Mr Osaba had informed his employer during the discussion phase of the reorganisation that although he was approaching retirement age, his intention was to continue within the police force, he did not want to retire. He was subsequently scored the lowest in the matrix and was made redundant. The Tribunal rejected his claim and he brought an appeal to the EAT.
The focus of the case was direct discrimination, whereby the onus is on the claimant to establish a prima facie case, the obligation then shifts to the employer to provide an explanation for the conduct or treatment. The central question used by the tribunal in such cases being, ‘Why has the Respondent done what could be considered to be a racially discriminatory act?’
The employer’s reason was incompetence; a strange answer to the Tribunal’s question and one which initially takes the reader aback. Incompetence? How many employers would like to admit to that? In this case it was successful.
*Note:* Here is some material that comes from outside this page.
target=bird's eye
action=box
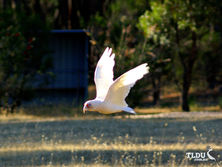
[86,103,92,108]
The EAT held that sometimes incompetence can provide a legitimate defence for an employer facing a discrimination claim.
The EAT was satisfied there had been no discriminatory motive for the way in which the selection process had been carried out and that just because a mistake had been made, doesn’t mean it was discriminatory. The Claimant had argued that the respondent had not discharged their legal burden of proving his redundancy was not discriminatory, this was rejected, the EAT stated that just because the employer couldn’t come up with a good enough excuse is not enough to draw an inference.
It was therefore found that the matrix had not been deliberately manipulated to avoid any problems associated with impending retirement, and there had been no reason to draw the conclusion that the behaviour was due to his age. The employer was found to have given an honest answer. This demonstrates that an employer being honest with the Tribunal outweighs any benefits that may be perceived from ‘finding an excuse’. Trying to find an excuse that would not have stood up to cross examination, could have led to a tribunal to suspect a ‘cover up’ and ultimately finding the reason for dismissal as discrimination.